1. Introduction
Hadoop Distributed File System (HDFS) is a distributed file system designed for use on common hardware devices. It is similar to the existing distributed file system, but it is quite different from these file systems. HDFS is highly fault tolerant and designed to be deployed on inexpensive hardware. HDFS provides high throughput for application data and is applicable to those large dataset applications. HDFS provides some POSIX interfaces that allow streaming access to file system data. HDFS was initially designed for the underlying components of Apache's nutch network search engine project. Is part of the hadoop project, and this is part of the Apache Lucene project. The address of this project is: http://projects.apache.org
/Projects/hadoop.html.
2. assumptions and objectives
2.1. hardware error
- Hardware errors are normal, not exceptions. HDFS instances are composed of hundreds of servers, each of which stores part of the data in the file system. In fact, there will be a large number of components, and each component has a high possibility of failure, which means that there are always some components in HDFS that cannot work. Therefore, detecting errors and quickly recovering them automatically become the core design goal of HDFS.
2.2. Stream Data Access
- Applications running on HDFS require streaming access to their datasets, and they are not common applications that normally run on common file systems. HDFS is designed for batch processing, rather than interactive use by common users. It emphasizes the high throughput of data access, rather than the low response time of data access. Many of the hard requirements imposed by POSIX are not required by applications on HDFS. These POSIX semantics are used to increase the data throughput frequency in some key environments.
2.3. Large Dataset
- Applications running on HDFS use big datasets. HDFS a typical file may be several GB or several TB. Therefore, HDFS applies to large files. This provides high integrated bandwidth and hundreds of nodes in several clusters.
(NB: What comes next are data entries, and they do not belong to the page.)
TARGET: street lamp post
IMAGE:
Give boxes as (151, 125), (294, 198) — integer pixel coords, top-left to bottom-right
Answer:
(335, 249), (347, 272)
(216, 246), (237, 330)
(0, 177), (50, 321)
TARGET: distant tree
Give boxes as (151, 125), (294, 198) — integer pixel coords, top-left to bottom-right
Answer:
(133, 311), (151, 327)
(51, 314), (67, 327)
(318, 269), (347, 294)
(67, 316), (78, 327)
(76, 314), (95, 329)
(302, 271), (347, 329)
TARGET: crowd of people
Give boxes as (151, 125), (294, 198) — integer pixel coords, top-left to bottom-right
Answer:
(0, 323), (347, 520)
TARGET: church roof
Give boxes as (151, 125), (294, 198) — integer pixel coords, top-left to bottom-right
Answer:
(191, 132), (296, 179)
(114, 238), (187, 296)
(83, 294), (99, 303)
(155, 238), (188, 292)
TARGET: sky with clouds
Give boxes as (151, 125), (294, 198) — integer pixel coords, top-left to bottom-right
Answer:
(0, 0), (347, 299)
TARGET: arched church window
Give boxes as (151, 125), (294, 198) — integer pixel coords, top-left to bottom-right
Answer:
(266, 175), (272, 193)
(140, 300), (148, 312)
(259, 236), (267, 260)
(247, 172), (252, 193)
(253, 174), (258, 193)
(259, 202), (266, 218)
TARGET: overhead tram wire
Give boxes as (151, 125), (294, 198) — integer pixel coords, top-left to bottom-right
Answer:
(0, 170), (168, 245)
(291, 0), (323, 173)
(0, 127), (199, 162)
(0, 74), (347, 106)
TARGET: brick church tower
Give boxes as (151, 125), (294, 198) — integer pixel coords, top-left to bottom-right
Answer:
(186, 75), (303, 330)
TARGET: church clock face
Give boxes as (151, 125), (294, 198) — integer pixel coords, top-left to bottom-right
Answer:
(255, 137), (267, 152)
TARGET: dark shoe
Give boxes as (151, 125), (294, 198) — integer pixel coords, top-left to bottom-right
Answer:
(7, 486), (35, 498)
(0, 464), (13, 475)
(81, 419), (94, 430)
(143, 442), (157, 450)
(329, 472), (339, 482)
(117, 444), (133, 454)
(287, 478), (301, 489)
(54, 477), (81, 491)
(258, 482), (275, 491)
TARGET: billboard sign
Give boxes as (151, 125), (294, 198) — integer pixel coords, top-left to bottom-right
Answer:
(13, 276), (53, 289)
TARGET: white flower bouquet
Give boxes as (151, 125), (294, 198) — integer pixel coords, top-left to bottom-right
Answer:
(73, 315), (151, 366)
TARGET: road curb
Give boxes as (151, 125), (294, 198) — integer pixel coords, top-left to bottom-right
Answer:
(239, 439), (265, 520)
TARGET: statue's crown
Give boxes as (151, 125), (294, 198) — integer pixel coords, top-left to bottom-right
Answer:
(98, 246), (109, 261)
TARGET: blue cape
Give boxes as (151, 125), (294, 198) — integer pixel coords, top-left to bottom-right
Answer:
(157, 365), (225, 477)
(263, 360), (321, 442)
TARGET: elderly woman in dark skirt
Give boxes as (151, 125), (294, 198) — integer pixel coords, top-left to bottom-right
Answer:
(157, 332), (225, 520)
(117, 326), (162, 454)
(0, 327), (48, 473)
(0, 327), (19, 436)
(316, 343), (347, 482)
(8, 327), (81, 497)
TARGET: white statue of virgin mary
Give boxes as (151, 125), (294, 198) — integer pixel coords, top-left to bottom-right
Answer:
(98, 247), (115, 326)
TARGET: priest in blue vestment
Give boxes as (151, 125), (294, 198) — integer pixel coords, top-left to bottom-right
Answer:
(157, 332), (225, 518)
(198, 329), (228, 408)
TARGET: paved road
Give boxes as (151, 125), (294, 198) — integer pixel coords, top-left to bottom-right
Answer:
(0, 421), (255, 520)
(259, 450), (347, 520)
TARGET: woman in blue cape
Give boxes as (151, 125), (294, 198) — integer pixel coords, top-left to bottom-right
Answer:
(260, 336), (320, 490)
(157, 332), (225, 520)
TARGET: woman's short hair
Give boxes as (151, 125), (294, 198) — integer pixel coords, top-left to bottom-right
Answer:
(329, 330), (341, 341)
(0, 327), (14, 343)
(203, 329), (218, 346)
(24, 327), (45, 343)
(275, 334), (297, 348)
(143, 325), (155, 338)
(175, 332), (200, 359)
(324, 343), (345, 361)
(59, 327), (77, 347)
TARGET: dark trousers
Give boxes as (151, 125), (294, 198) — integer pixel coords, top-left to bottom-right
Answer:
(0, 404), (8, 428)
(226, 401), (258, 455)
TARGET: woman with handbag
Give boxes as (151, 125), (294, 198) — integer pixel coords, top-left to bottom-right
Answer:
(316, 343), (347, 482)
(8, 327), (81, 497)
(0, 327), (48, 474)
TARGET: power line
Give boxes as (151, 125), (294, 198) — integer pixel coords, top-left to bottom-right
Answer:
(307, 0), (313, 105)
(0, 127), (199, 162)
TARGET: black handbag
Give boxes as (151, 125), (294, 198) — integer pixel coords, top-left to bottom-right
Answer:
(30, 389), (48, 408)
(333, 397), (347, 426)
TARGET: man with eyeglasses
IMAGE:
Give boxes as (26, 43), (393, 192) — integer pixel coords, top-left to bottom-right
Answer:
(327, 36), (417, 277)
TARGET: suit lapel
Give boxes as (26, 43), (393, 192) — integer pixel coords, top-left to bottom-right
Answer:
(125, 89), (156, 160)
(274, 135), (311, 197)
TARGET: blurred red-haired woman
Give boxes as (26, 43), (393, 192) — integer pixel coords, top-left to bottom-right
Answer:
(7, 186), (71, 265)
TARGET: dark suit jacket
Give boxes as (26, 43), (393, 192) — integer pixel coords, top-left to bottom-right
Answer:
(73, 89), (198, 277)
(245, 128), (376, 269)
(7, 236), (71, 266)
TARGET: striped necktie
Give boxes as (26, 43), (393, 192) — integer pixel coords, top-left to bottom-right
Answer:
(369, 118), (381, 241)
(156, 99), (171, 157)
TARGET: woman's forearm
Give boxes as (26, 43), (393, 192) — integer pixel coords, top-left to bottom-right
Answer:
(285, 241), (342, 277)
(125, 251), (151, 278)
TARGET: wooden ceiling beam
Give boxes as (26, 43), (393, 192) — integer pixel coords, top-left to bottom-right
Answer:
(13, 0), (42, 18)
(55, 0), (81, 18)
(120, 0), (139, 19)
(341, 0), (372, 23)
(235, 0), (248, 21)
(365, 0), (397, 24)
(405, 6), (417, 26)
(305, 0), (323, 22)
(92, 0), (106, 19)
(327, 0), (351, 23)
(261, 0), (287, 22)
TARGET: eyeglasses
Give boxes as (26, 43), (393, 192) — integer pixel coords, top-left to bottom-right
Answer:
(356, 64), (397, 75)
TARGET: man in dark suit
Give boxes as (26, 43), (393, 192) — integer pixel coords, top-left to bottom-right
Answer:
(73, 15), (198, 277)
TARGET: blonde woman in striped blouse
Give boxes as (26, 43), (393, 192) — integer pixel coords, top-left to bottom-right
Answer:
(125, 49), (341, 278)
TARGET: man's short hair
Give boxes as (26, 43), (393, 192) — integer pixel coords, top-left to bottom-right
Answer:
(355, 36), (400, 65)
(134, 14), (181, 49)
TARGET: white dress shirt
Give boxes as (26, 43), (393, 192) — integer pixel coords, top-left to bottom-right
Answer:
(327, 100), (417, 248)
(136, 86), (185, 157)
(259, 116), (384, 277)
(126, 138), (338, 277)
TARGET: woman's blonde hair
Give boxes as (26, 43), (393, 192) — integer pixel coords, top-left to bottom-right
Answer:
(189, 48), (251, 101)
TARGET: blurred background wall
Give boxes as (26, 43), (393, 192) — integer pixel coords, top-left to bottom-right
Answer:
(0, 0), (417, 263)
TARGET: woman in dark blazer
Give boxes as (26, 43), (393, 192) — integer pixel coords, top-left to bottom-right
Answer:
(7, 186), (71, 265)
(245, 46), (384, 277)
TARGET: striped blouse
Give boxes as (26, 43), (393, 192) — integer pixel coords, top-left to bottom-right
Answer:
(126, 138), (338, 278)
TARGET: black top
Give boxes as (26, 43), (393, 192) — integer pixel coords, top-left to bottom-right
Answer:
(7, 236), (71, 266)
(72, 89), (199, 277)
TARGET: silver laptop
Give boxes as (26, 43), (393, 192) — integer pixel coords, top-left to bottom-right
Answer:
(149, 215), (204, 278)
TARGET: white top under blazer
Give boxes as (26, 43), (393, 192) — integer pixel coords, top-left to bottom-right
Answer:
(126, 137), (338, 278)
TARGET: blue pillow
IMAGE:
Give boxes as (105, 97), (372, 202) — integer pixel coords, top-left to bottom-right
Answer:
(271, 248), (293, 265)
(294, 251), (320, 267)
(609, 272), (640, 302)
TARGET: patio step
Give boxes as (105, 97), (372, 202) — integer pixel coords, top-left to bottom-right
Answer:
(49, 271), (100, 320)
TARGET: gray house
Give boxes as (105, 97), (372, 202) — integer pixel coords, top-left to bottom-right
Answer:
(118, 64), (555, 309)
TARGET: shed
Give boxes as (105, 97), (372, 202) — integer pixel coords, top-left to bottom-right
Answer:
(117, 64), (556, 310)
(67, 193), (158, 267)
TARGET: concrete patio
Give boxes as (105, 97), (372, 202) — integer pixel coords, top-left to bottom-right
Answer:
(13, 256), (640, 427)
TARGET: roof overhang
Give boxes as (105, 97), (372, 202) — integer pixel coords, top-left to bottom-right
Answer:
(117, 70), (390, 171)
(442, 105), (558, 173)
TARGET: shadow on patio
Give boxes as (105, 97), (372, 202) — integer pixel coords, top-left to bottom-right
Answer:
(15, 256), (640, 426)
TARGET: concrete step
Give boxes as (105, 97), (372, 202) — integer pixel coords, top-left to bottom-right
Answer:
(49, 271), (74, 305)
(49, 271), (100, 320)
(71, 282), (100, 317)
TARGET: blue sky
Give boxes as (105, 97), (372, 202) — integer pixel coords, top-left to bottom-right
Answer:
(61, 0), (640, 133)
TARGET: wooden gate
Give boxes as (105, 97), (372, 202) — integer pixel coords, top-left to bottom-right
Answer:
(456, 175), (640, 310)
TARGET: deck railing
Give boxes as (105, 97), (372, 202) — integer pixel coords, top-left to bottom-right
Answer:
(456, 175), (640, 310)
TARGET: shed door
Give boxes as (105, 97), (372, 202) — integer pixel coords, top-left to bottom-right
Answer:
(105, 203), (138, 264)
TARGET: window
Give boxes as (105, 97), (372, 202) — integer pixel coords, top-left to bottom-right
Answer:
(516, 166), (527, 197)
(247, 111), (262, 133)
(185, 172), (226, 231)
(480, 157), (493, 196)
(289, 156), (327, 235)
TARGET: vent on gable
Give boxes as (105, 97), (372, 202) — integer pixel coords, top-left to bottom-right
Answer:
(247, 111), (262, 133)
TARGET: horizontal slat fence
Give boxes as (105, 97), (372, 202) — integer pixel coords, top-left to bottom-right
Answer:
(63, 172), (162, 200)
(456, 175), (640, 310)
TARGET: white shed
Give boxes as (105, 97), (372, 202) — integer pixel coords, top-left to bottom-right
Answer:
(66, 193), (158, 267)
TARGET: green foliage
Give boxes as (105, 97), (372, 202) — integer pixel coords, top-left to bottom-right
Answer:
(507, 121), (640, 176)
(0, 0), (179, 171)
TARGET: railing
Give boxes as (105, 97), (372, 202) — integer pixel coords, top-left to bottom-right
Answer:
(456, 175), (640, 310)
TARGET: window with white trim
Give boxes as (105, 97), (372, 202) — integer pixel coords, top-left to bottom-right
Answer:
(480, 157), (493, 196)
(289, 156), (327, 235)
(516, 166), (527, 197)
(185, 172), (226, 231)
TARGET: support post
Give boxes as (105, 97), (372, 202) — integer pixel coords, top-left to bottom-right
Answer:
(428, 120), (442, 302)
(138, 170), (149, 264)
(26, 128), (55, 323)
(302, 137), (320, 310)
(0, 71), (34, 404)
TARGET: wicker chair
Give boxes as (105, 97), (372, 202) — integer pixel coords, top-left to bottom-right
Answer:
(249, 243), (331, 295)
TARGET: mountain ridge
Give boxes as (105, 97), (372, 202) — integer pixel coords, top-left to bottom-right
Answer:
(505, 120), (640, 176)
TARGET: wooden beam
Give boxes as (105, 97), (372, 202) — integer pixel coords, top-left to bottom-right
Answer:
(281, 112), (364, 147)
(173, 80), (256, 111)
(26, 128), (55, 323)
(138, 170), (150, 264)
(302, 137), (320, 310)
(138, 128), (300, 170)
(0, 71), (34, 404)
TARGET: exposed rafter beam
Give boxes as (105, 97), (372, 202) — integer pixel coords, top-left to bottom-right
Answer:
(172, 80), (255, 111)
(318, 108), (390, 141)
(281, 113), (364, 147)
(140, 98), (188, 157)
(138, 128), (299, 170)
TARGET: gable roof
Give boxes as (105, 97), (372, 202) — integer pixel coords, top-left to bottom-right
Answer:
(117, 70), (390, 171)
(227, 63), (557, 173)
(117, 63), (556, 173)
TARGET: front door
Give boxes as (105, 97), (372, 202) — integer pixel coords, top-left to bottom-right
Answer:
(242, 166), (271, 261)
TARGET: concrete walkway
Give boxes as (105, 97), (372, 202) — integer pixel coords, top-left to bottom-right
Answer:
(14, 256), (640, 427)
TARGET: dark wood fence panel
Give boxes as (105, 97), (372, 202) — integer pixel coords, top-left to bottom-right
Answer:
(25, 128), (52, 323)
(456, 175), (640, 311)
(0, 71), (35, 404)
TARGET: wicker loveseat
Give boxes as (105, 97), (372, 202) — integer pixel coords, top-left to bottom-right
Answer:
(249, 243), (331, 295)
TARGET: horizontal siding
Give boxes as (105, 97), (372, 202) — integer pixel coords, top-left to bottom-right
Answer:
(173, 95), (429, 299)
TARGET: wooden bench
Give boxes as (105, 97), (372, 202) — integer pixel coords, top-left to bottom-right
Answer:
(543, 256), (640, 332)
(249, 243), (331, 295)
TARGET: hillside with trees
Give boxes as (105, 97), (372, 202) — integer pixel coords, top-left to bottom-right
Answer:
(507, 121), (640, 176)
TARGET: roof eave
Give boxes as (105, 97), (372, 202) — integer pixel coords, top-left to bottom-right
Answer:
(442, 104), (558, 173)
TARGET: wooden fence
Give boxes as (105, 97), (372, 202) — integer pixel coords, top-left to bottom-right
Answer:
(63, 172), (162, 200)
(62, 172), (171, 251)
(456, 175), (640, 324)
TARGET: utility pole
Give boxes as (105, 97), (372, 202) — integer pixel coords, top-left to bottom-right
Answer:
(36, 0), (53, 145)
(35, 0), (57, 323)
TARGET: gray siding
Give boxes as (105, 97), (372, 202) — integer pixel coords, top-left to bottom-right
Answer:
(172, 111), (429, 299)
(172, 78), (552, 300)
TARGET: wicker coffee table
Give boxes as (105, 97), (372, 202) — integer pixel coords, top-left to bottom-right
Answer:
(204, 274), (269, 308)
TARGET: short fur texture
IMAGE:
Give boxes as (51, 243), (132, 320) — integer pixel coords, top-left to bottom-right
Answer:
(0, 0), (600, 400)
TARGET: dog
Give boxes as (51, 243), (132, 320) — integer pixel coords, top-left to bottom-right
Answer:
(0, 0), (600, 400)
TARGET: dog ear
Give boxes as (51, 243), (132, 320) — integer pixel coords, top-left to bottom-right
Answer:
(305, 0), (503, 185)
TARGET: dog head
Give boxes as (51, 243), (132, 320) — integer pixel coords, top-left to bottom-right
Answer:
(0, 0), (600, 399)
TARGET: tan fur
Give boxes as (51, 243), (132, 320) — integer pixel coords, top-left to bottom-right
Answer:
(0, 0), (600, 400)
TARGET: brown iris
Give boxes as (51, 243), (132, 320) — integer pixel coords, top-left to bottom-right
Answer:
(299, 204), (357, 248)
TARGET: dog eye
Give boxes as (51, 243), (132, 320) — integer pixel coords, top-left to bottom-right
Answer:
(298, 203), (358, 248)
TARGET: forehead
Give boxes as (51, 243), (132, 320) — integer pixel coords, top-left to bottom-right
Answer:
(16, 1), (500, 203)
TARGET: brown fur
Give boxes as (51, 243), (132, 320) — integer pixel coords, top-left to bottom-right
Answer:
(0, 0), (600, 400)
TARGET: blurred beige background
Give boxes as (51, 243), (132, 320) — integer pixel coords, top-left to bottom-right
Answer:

An instance may support tens of millions of files.
2.4. Simple consistency Model
HDFS applications require a one-time write and multiple read access mode for files. Once the file is created and written, the file does not need to be changed. This assumption simplifies data consistency and makes high data throughput possible. This model is suitable for mapreduce programs or web crawlers. Of course, the future plan supports incremental writing.
2.5. Mobile computing environments are more cost-effective than mobile data
If you perform operations on the data right next to the data, the devices used by the program will be very efficient. This is especially true when the file is huge. This can reduce network congestion and improve system throughput. This assumption also means that it is often better to migrate computing to the close of data storage, rather than transfer data to the place where the program runs. HDFS provides program interfaces to move themselves to the data storage place for execution.
2.6. Move across hardware and software platforms
- HDFS is designed to easily move from one platform to another. This helps HDFS be adopted as a work platform for a large set of programs.
3. Name and data nodes
- HDFS is in the Master/Slave structure. A cluster has a Name node, that is, the master control server, which is responsible for managing the file system namespace and coordinating the customer's access to files. There are also a bunch of data nodes, usually one deployed on a physical node, responsible for the Storage Management on the physical node where they are located. HDFS opens the namespace of the file system so that user data can be stored in files. Internally, a file is divided into one or more data blocks, which are stored in a group of data nodes. The Name node executes the file system namespace operations, such as opening, closing, renaming a file or directory, and also determines the ing of data blocks from the data node. The data node is responsible for providing the customer's read and write requests. The Data Node also creates and deletes data blocks according to the command of the Name node.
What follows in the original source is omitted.